During the recent tough economic times, JPS has operated at a very thin margin of positive revenue, negating the need for tax increases, Fisher says.
“It has built a sense of confidence in the community that we are a very efficient operation. I went through the loss of confidence and now
have been here for the regaining of confidence. [Community and civic leaders] attribute that to Robert. I certainly attribute that to Robert.”
Making the Rounds
If it’s Thursday morning, don’t bother going down the long, nondescript hall at John Peter Smith Hospital toward Earley’s office. He won’t be there. The system’s VPs, CFO, COO, and general counsel also won’t be in their offices or in the modest administrative suite.
Instead, you’ll find them somewhere in the hospital doing rounds. The best bet will be to look where you would not expect them.
As part of rule No. 1, Earley and his administrative team do weekly rounds outside of their core areas of responsibility and expertise. Earley says it’s important for everyone to take an interest in all areas of the system, and for employees to see the CEO. He also says rounding outside of one’s reporting areas creates ties across the system, allows administrators to see how their departments touch others, and makes open questions about processes and services a normal part of the environment.
“Not having the background that some others might have is an advantage,” says Earley, who earned a B.A. in political science from the University of North Texas and a master’s in healthcare administration from the University of Texas at Arlington. “It allows me to ask questions [that people with medical training] might be embarrassed to ask.”
Dr. Ron Anderson, who served as CEO of Parkland Health and Hospital System in Dallas for 30 years, recalls talking with Earley before Earley took over as JPS’ chief executive.
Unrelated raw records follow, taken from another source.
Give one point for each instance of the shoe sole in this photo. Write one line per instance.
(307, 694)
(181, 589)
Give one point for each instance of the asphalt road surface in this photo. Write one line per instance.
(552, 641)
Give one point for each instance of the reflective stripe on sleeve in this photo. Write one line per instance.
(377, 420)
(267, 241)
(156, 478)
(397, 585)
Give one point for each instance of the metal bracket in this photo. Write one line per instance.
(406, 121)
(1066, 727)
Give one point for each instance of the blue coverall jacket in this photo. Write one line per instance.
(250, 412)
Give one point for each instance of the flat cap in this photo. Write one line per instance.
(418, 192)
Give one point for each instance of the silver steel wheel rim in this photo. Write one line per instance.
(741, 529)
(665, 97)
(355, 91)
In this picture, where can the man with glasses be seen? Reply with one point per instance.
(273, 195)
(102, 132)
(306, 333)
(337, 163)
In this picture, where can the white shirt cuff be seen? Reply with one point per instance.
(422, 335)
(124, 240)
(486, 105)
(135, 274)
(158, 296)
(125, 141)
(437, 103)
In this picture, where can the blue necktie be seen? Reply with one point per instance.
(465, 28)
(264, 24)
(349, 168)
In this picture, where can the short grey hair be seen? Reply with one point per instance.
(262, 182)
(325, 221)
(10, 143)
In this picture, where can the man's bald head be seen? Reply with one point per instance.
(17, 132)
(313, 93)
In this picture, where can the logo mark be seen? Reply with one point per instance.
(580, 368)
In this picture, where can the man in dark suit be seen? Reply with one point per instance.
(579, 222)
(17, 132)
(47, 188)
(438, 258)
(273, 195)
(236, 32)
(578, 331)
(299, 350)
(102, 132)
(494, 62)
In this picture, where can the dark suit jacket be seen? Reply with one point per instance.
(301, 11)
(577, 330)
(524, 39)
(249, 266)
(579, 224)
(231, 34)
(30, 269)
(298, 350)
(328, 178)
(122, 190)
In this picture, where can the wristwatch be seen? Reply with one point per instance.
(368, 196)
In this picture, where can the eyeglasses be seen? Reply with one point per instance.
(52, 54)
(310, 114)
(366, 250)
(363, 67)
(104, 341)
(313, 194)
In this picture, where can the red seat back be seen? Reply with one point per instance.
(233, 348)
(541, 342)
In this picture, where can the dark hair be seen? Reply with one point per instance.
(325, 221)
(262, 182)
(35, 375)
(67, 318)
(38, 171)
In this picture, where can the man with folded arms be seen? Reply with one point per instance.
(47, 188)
“He was concerned with not being a hospital administrator or a physician,” says Anderson, who recently became senior adviser to the CEO at Dallas’ public health system. “He and I talked about the characteristics and the qualities you have to have. I encouraged him to take the job.”
Anderson, who grappled with his own thorny, high-profile problems at the Parkland system, says Earley’s personal and listening skills—as well as his ability to surround himself with smart people—made him a good fit for the CEO position at JPS. Anderson has since recommended Earley for several industry leadership roles, including the Health Industry Council and Teaching Hospitals of Texas, where Earley now serves as chairman.